Editor: (Owen Daly) Allen Kuharski is a Professor of English and Director of Theater Studies at Swarthmore College. This interview with Jan Kott (1914 -2001), Polish critic and theoretician of the theatre, was conducted in 2001. This short excerpt includes his recolections and comments on Grotowski. The full interview is published in New Theatre Quarterly (2002), 18:103-120

Raised and Written in Contradiction: Jan Kott's Final Interview

With Allen J. Kuharski
Transcribed by Helena Morawska White
English Translation by Michal Zadara
English version edited by Allen J. Kuharski

Note: The following text is based on a series of interviews conducted by Allen J. Kuharski with Jan Kott at his apartment in Santa Monica, CA, on March 31 and April 1, 2001. Jan Kott died after a long illness on Dec. 22, 2001.

... 

Q:   In the Polish theatre, you knew such directors as Kantor and Grotowski very well. They were known in Poland as well as abroad, in America. It must have been a challenge to be friends with both Grotowski and Kantor.

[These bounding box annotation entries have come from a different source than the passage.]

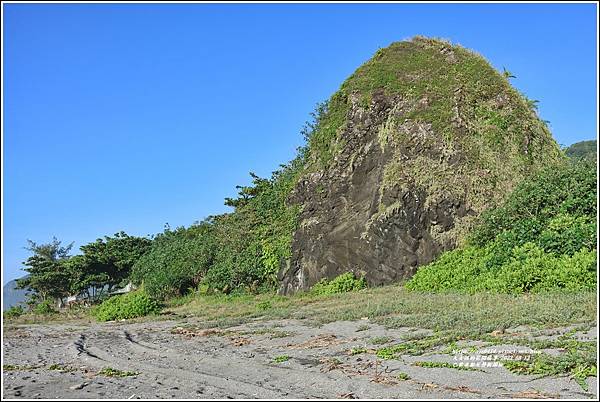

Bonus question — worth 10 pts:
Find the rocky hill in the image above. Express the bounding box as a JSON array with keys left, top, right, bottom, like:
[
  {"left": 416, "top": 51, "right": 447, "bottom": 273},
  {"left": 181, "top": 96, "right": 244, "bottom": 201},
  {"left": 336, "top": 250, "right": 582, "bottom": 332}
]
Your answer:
[{"left": 279, "top": 37, "right": 561, "bottom": 294}]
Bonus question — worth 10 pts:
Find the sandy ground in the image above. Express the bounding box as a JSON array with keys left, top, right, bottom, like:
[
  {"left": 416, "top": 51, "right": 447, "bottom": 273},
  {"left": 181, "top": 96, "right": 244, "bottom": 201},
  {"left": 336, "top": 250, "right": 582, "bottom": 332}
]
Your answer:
[{"left": 3, "top": 318, "right": 597, "bottom": 399}]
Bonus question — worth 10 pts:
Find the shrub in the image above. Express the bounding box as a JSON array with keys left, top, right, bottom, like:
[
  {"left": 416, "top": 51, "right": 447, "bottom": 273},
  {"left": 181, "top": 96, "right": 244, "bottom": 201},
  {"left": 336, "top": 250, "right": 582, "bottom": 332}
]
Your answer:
[
  {"left": 32, "top": 300, "right": 57, "bottom": 315},
  {"left": 3, "top": 305, "right": 25, "bottom": 319},
  {"left": 92, "top": 290, "right": 160, "bottom": 321},
  {"left": 406, "top": 162, "right": 597, "bottom": 293},
  {"left": 132, "top": 223, "right": 213, "bottom": 300},
  {"left": 310, "top": 272, "right": 367, "bottom": 295},
  {"left": 406, "top": 243, "right": 596, "bottom": 293}
]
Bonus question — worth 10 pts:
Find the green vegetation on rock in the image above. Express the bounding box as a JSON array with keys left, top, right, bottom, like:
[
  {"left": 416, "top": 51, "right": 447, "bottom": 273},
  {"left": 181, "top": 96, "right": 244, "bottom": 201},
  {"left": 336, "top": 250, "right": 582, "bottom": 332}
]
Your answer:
[
  {"left": 310, "top": 272, "right": 367, "bottom": 295},
  {"left": 565, "top": 140, "right": 598, "bottom": 162},
  {"left": 406, "top": 162, "right": 597, "bottom": 293}
]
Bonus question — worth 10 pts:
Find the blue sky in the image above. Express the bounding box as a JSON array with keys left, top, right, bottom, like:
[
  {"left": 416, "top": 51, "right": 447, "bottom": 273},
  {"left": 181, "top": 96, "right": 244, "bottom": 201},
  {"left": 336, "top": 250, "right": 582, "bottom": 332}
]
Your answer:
[{"left": 3, "top": 4, "right": 597, "bottom": 283}]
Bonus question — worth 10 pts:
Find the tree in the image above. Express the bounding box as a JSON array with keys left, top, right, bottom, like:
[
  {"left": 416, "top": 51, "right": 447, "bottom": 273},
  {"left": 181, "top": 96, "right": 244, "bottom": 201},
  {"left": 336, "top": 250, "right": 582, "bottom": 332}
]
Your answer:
[
  {"left": 17, "top": 237, "right": 73, "bottom": 301},
  {"left": 502, "top": 67, "right": 517, "bottom": 79}
]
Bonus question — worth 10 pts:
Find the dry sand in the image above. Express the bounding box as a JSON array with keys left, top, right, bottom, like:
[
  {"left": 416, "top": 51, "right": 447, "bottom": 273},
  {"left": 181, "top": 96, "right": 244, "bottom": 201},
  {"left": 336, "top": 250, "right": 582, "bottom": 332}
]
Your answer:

A:   Grotowski respected Kantor, but Kantor hated Grotowski. I remember Kantor's last speech at the Congress of Polish Culture in 1981. At that time it felt like the Soviet Army was going enter Poland any minute. In that tense atmosphere, standing at the lectern, Kantor said: "Grotowski is a swindler." That gives you some idea of the relations between them.

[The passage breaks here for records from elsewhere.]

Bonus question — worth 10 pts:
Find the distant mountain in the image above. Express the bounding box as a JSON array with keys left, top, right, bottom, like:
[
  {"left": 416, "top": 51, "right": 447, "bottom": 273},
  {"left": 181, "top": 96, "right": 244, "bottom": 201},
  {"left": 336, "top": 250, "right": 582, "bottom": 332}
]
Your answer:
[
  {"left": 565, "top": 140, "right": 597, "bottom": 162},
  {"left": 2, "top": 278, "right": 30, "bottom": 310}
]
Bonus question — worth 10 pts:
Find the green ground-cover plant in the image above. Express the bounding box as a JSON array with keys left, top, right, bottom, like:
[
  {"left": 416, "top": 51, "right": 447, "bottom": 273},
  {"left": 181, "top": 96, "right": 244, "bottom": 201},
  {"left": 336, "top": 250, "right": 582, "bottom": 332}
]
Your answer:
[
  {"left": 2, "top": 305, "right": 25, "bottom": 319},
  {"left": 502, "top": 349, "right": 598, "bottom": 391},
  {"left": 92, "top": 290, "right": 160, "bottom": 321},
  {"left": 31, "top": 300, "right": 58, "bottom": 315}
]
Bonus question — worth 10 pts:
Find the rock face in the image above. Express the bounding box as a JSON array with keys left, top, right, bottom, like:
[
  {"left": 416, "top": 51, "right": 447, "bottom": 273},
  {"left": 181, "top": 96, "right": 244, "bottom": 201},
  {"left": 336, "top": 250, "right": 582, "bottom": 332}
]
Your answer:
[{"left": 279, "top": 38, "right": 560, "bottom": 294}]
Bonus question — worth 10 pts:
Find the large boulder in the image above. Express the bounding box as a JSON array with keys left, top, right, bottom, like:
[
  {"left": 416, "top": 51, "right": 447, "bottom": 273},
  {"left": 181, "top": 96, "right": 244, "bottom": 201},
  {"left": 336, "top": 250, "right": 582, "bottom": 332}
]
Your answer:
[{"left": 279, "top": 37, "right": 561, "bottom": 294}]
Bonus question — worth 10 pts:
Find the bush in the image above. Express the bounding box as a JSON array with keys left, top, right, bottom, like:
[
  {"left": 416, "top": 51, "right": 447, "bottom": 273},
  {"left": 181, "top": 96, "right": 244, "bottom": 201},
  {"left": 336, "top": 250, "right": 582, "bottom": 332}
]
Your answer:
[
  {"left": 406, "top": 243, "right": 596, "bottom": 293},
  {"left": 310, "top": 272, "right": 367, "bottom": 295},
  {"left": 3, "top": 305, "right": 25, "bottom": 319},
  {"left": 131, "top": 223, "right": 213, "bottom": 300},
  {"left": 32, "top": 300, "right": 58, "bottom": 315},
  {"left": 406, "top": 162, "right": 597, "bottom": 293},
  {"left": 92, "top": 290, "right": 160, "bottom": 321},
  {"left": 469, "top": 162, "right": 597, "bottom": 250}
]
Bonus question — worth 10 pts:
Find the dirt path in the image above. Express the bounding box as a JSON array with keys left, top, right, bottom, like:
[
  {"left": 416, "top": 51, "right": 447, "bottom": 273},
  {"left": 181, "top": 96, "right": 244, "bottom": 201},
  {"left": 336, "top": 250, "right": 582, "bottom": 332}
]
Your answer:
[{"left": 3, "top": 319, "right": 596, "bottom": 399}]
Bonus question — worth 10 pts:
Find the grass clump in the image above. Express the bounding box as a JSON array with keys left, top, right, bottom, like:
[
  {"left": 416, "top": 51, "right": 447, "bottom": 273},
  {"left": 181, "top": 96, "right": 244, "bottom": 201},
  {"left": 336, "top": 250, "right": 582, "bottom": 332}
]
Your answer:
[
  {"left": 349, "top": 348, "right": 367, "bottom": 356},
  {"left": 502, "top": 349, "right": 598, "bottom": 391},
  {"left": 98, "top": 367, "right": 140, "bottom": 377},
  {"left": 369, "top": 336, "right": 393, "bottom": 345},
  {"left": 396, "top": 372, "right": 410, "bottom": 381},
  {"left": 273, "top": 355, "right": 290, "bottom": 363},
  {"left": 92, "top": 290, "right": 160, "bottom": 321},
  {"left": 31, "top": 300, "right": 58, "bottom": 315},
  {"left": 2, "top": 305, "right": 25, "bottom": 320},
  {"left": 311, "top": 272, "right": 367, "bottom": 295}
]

      I was in Opole with Grotowski when he was beginning his work. Back then, in that small theatre, there were three or four people in the audience. And the actors looked at Grotowski as if he were God. He demanded incredible things, an unknown kind of acting. There was a different relation between the actor and the audience. For Grotowski, acting was like being struck by lighting--that's my description, but I think that it is appropriate for Grotowski. Right now, the Center for Research on Grotowski's work in Wroclaw has published the fourth or fifth incredibly interesting booklet containing the memoirs of people who worked with Grotowski in Opole and in Wroclaw. These memoirs are important if you want to understand Grotowski's relations with his actors. I will write about it some day. I remember that when I went to Opole, the performance made a huge impression on me. I knew that this was new, but I did not then understand the extent to which this new thing was revelatory, really shocking. Until I saw Apocalypsis cum figuris for the last time. At that point, I understood that this is great theatre. That was Grotowski's last production, one could say that Grotowski's theatrical work ended there. He later told me and others that for him it was the end--anything after that would have only been a repetition. Grotowski was a man of great vision, great courage, unwilling to make any kind of compromise.

     As I have said, the closeness of the actor and the audience member was one of Grotowski's principles. In The Constant Prince, Cieslak was almost tortured on stage, with the audience watching. Grotowski created Cieslak and ultimately made him unhappy, as well. I saw in him later on, in Apocalypsis cum figuris. In the opinion of many besides myself, Cieslak became one of the world's greatest actors.

...

excerpted from:
New Theatre Quarterly (2002), 18:103-120 Cambridge University Press Copyright © 2002 Cambridge University Press DOI 10.1017/S0266464X02000192

In Polish in:
"Wychowany i piszacy w sprzecznosciach: Ostatni wywiad z Janen Kottem," KRESY
(BORDERLANDS; Lublin) 54-55 (2-3, 2003): 107-123.

 

Jan Kott, born in Warsaw in 1914, was the Polish critic and theoretician of the theatre who was best known around the world. He had lived in the United States and lectured at Yale and Berkeley since 1966. A poet, translator, and critic of literature and the theatre, he was also one of the finest essayists of the Polish school. He died in 2001.